When everyone does finally sneak in to the Roxxon facility, Samberly accidentally shuts Jarvis in a room when he tampers with security wiring, leading to Jarvis being forced to remove volatile Uranium rods without dropping one and blowing up all of Los Angeles (really? They just let Jarvis do this, rather than waiting for Samberly to get the door wiring right again?), while Peggy confronts Whitney directly. Fortunately, the first direct Peggy/Whitney scuffle is another of the episode’s bright spots, particularly when Peggy would rather drop to a painful impaling on a spike below, over having Whitney absorb her. This is a nicely badass display from Peggy, though again, it unfortunately leads into a groan-worthy resolution to the episode, as Sousa’s new fiancee (yes, he proposes to Violet in this episode) starts griping about Sousa still being attracted to Peggy, after stitching up Peggy’s injuries, while Wilkes fully disappears… Again. The tease of Chadwick calling the Secret Empire to try and enlist their help in stopping an increasingly deranged Whitney is a bit promising, but most of the other resolutions this week felt frustrating or unsatisfying, unfortunately.

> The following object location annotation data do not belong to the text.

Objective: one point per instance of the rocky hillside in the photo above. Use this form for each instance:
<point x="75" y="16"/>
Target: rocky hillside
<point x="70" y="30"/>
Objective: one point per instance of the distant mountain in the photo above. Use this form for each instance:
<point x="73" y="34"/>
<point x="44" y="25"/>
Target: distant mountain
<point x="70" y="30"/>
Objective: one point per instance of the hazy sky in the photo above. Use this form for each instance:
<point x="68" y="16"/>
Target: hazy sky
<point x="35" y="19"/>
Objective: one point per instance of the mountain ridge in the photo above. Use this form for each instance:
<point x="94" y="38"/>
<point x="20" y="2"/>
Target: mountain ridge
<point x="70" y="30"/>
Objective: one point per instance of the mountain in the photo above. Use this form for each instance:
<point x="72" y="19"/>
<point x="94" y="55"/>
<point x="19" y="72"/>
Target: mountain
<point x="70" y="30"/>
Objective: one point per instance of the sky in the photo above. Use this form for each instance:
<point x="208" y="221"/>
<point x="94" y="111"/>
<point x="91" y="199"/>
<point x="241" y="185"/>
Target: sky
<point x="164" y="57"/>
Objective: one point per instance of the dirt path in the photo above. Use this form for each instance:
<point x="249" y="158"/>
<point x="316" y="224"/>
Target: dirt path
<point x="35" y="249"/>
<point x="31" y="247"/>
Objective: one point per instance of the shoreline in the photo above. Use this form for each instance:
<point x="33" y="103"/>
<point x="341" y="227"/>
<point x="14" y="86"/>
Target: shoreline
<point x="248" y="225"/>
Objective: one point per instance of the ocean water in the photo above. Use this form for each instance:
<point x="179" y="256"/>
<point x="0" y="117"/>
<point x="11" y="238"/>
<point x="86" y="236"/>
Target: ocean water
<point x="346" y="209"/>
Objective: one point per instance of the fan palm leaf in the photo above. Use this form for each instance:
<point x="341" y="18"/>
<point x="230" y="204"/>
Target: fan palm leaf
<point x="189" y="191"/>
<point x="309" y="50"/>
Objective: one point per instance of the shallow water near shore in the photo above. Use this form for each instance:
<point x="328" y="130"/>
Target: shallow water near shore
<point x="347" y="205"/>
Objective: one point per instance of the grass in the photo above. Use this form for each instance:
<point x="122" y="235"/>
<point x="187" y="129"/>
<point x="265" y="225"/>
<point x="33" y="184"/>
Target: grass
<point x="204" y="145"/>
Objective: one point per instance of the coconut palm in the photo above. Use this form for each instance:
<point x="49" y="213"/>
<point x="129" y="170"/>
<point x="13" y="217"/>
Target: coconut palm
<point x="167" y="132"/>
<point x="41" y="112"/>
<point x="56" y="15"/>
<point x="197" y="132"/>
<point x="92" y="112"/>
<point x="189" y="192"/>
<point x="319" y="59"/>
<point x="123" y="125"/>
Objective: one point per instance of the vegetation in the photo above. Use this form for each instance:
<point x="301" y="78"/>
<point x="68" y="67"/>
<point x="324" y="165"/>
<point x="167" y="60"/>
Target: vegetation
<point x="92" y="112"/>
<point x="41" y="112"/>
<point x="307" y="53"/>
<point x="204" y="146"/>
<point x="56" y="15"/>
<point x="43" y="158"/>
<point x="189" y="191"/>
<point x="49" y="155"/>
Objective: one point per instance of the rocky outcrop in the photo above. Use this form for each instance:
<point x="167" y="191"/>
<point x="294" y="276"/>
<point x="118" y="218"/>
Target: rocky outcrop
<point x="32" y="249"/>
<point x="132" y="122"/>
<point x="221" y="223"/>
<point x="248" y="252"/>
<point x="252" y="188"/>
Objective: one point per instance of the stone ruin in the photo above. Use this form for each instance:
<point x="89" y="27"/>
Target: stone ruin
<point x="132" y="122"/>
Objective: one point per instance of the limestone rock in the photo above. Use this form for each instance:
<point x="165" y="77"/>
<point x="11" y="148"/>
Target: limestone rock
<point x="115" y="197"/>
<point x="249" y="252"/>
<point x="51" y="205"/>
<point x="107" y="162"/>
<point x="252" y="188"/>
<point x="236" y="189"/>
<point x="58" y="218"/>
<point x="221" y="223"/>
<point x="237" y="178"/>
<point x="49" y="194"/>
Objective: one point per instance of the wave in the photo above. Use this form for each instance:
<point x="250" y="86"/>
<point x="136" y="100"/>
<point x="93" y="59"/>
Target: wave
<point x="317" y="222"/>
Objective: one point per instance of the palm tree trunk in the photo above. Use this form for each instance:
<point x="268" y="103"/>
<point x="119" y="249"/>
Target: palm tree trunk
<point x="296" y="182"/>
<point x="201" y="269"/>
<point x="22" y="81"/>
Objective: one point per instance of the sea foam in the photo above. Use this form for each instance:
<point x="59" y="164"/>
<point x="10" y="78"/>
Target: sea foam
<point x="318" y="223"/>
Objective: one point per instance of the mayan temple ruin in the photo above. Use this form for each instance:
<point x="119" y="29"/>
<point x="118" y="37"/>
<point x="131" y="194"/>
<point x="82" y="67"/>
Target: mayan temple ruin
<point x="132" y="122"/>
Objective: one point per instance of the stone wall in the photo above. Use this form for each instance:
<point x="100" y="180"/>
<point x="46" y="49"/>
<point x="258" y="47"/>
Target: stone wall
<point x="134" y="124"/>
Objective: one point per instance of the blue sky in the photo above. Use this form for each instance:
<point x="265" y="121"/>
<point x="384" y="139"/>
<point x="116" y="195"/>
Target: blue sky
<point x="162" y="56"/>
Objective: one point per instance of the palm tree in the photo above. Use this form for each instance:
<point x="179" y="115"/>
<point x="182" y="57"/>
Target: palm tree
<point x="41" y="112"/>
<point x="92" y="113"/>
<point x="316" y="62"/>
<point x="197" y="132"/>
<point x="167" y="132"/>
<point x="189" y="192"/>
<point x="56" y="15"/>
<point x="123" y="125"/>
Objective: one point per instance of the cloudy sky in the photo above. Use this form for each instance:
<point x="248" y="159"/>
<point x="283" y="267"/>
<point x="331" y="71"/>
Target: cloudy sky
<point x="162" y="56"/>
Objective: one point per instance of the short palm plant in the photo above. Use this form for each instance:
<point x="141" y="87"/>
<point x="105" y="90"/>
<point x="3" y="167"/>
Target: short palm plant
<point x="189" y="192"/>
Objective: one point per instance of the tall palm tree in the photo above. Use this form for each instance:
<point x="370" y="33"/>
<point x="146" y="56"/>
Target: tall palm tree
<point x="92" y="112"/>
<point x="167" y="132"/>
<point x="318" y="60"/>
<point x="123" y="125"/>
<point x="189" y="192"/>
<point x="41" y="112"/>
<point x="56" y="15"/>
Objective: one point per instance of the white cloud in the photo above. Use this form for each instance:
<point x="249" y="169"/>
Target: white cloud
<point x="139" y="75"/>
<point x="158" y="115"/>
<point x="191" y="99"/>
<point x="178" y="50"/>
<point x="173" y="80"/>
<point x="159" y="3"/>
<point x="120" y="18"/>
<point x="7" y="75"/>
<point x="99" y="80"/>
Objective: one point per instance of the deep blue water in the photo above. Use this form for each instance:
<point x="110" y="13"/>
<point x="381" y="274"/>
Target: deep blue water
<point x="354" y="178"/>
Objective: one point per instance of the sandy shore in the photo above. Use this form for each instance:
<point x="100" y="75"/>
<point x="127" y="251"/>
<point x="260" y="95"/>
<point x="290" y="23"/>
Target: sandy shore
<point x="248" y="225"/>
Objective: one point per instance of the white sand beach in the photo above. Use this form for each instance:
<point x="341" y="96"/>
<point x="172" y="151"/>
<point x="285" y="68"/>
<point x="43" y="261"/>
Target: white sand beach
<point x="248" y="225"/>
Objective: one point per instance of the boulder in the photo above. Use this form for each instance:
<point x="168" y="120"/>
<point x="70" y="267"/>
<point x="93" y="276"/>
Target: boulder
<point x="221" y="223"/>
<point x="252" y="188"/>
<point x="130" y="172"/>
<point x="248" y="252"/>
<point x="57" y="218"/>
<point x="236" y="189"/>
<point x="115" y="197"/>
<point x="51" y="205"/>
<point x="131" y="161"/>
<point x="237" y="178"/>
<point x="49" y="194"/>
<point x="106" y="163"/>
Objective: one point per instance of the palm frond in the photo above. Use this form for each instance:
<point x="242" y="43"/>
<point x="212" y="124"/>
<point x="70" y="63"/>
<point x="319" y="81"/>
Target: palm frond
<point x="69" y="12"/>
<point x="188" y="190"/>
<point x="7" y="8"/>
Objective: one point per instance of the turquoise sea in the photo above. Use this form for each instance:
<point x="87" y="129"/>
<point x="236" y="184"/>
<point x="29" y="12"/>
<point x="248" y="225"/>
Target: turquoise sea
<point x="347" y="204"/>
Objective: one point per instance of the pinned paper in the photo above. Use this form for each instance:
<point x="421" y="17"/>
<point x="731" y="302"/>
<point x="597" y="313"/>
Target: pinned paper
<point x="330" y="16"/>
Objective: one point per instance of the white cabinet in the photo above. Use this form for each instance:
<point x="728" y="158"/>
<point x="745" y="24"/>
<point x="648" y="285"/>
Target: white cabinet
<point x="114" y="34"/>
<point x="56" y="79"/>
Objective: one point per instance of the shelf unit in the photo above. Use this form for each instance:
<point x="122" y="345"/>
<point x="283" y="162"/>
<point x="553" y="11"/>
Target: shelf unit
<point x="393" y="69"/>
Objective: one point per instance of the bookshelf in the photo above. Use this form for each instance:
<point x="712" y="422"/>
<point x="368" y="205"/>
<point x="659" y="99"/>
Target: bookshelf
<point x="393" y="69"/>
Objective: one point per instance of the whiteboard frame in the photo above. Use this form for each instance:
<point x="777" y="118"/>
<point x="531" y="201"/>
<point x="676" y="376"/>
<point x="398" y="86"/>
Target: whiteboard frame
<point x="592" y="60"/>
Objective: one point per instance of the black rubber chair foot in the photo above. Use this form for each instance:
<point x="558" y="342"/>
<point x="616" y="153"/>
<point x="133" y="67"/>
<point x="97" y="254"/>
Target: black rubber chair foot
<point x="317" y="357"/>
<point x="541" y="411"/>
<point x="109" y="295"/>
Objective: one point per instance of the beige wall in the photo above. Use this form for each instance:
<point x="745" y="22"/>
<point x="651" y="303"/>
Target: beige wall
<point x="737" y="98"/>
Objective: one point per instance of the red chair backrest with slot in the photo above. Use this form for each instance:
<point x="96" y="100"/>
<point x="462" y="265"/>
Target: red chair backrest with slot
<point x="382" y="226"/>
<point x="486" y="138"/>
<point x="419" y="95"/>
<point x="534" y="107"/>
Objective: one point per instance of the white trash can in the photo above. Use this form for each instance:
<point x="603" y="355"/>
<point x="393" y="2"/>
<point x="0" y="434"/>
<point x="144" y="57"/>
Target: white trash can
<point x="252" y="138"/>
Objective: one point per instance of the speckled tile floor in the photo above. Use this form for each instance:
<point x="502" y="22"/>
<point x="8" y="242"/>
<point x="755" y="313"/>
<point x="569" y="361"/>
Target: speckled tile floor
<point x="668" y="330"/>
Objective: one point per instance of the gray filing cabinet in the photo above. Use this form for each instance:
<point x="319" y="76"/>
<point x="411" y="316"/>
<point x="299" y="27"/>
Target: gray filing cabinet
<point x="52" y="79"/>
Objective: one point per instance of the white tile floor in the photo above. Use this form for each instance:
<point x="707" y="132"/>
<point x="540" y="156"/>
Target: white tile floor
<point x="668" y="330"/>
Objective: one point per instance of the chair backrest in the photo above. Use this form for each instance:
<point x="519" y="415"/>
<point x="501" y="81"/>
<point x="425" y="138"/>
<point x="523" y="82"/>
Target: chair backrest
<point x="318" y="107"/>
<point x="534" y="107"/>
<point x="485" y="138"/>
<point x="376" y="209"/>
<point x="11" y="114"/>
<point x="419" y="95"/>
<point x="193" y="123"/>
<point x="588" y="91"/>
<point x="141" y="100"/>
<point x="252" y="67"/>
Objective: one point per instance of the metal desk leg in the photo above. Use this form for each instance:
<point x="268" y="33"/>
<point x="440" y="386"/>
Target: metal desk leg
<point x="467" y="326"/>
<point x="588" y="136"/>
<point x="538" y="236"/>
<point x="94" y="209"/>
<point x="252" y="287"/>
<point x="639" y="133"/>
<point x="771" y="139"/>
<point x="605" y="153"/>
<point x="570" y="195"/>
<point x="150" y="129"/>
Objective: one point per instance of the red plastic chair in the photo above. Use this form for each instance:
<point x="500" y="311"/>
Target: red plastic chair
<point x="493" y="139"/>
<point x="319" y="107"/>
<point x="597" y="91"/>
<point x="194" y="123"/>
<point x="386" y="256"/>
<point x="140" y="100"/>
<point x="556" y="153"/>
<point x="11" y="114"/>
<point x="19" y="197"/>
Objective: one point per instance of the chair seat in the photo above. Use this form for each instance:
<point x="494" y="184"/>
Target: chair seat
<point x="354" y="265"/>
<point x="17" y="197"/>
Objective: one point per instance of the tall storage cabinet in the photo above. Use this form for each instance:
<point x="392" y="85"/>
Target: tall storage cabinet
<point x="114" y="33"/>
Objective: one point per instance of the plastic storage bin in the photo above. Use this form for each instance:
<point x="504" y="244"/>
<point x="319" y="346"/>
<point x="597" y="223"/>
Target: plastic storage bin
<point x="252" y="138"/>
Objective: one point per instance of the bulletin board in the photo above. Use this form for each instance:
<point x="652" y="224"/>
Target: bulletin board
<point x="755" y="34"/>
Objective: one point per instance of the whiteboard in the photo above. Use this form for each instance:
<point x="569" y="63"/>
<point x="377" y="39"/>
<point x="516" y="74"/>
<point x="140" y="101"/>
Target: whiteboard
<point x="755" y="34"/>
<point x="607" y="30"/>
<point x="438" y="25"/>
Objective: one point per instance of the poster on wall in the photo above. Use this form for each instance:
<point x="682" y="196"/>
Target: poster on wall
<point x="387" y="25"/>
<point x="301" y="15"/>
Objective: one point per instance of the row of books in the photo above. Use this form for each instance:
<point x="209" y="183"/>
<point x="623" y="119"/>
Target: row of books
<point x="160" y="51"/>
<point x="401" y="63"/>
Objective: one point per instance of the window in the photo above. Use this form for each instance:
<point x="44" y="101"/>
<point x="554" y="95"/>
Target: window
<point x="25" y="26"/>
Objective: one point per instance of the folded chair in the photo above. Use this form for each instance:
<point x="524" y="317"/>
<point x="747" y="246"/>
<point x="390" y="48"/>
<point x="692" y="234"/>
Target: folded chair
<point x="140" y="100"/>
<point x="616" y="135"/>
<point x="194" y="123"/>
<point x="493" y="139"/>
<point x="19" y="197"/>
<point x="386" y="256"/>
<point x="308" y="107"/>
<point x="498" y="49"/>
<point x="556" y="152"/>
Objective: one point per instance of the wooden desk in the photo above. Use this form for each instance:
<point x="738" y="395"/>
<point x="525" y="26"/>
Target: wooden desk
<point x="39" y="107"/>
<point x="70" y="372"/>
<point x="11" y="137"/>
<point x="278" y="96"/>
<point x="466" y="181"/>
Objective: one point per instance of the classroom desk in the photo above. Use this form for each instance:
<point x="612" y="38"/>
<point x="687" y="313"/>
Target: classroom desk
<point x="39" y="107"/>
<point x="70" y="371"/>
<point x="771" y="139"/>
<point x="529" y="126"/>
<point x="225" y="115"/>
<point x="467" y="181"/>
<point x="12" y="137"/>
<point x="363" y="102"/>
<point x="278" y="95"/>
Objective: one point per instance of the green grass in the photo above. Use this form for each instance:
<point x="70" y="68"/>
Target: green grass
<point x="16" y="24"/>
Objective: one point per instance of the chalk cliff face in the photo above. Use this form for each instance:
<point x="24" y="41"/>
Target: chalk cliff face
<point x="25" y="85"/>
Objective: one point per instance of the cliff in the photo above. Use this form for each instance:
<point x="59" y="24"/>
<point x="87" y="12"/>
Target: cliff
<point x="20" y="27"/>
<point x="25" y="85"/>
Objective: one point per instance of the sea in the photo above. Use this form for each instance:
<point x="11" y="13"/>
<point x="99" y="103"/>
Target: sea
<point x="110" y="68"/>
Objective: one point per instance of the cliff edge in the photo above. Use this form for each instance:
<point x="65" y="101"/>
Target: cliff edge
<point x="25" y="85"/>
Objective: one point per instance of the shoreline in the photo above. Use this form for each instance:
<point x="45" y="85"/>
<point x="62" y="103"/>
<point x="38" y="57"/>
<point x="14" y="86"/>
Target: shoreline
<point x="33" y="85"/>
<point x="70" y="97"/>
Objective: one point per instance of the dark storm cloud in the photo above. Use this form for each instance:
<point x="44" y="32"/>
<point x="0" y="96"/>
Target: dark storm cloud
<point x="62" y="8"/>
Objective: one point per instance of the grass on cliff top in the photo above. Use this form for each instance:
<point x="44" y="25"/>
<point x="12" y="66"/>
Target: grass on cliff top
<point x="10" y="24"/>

Agent Carter was still plenty entertaining this week, but considering how much it’s continued to improve its current season over the past couple of episodes especially, it was disappointing to see it stumble a bit with, “The Atomic Job.” Rose and Samberly ultimately didn’t add much to proceedings, beyond a tedious running gag, and the ending to the episode just seemed to have the show taking steps backwards, namely in regards to Sousa and Wilkes. Hopefully, the series gets back on track next week, particularly since we’ll be doubling up on episodes over the next two weeks, due to the time that the show lost to delaying itself to avoid conflicting with U.S. President Obama’s public address at the start of the year.
- Peggy's first direct scuffle with Whitney
- Joseph Manfredi's effective introduction
- Chadwick tipping off the Council to the Whitney issue
- Samberly/Rose bits don't really work
- Why was Jarvis allowed to handle volatile Uranium?